Roman très riche et intense. En 1945, des hussards français, l'esprit revanchard, stationnent en Allemagne en attendant d'en découdre avec ce qui reste des divisions de l'ennemi.
C'est un roman choral où l'on apprend beaucoup grâce au monologue intérieur de dix personnages perdus dans cette fin de guerre:
Sanders est le soldat viril, odieux et séducteur.
Saint-Anne, c'est lui
Le hussard bleu il symbolise la beauté, la jeunesse et ses grandes idées.
Forjac est le gradé cynique qui aime les hommes.
Los Anderos est le soldat communiste colérique.
Et une jeune et belle Allemande...
Les scènes d'héroïsme et celles de désoeuvrement où se commettent bien des turpitudes sont la toile de fond mais ce n'est pas qu'une chronique de guerre. D'ailleurs, on sait que beaucoup vont mourir dans les dernières embuscades de la guerre. Donc, pas trop d'intrigue de ce côté-là. Non, ce qui tient le lecteur en haleine, c'est cette belle Allemande "sauvée" par le goujat Sanders, son importance grandit peu à peu jusqu'à la surprise finale.
Du suspense auquel s'ajoute un style enlevé et une construction façon puzzle qui ne laissent pas de repos au lecteur.
Ce roman choral est un prétexte pour employer toutes les subtilités et les grossièretés de la langue selon le protagoniste. de l'argot au français littéraire, très proustien, le contraste est vraiment riche et croustillant.
De plus, la construction en chapitres "monologues" , qui ne suit pas toujours la chronologie, permet de confronter les opinions et surtout d'imaginer un récit possible et de bien cerner les personnages. Quelle réjouissance de combler les blancs et de construire sa propre histoire. Avis aux imaginatifs!
Ce roman est sous cette forme une réussite.

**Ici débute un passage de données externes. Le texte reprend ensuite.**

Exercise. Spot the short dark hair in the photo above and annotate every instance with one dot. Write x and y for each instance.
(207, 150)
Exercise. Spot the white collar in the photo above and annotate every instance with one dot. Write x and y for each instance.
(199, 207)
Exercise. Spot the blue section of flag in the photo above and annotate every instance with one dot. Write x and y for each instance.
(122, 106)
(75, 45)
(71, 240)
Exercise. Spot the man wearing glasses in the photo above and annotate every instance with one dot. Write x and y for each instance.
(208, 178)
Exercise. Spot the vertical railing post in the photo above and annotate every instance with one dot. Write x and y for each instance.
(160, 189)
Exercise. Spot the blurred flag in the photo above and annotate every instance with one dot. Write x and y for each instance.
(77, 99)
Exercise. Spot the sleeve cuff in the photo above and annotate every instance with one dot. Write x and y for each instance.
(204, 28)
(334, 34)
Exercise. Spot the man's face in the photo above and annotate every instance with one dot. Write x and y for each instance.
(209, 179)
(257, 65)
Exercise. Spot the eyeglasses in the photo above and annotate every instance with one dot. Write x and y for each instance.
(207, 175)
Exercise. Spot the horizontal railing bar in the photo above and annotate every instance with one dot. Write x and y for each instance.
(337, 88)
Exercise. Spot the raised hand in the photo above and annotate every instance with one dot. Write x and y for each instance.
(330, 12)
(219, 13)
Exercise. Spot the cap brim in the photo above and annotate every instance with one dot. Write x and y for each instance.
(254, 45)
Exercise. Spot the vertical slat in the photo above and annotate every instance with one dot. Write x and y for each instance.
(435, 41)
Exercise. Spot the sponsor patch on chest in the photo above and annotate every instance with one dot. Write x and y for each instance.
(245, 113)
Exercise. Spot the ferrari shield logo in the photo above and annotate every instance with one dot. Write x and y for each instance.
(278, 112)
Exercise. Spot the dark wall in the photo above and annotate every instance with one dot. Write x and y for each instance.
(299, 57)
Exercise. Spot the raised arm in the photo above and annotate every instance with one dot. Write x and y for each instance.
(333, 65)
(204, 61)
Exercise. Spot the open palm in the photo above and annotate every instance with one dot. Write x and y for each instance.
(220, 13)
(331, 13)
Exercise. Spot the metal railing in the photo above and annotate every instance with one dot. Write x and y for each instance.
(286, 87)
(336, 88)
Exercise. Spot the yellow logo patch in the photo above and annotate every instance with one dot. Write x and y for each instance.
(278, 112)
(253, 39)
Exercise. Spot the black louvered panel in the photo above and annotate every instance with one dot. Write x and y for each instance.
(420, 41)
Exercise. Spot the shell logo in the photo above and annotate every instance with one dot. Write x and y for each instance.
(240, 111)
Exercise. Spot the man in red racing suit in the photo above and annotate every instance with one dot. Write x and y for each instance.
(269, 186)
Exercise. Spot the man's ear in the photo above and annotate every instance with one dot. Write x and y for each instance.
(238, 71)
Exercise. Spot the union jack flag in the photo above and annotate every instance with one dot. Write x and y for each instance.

L'usage du "je" emmène le lecteur au plus près de l'action et des états d'âme de chacun. Et certains ont des côtés obscurs qui ne nous sont pas dissimulés et détonent dans le cheminement vers la victoire: le racisme, Pétain et la Milice, les viols en pays conquis. C'est donc un livre qui dérange par ces aspects mais c'est une photographie de la fin de la guerre vraiment saisissante.
Cet effroyable second plan contraste avec de biens purs sentiments que le lecteur pourra découvrir grâce au hussard bleu Saint Anne.
Si bien que la fin m'a englouti dans un tourbillon dont je ne suis pas sorti indemne.
Lu trois fois, et ce n'est pas fini. Pour moi un chef d'oeuvre qui dérange.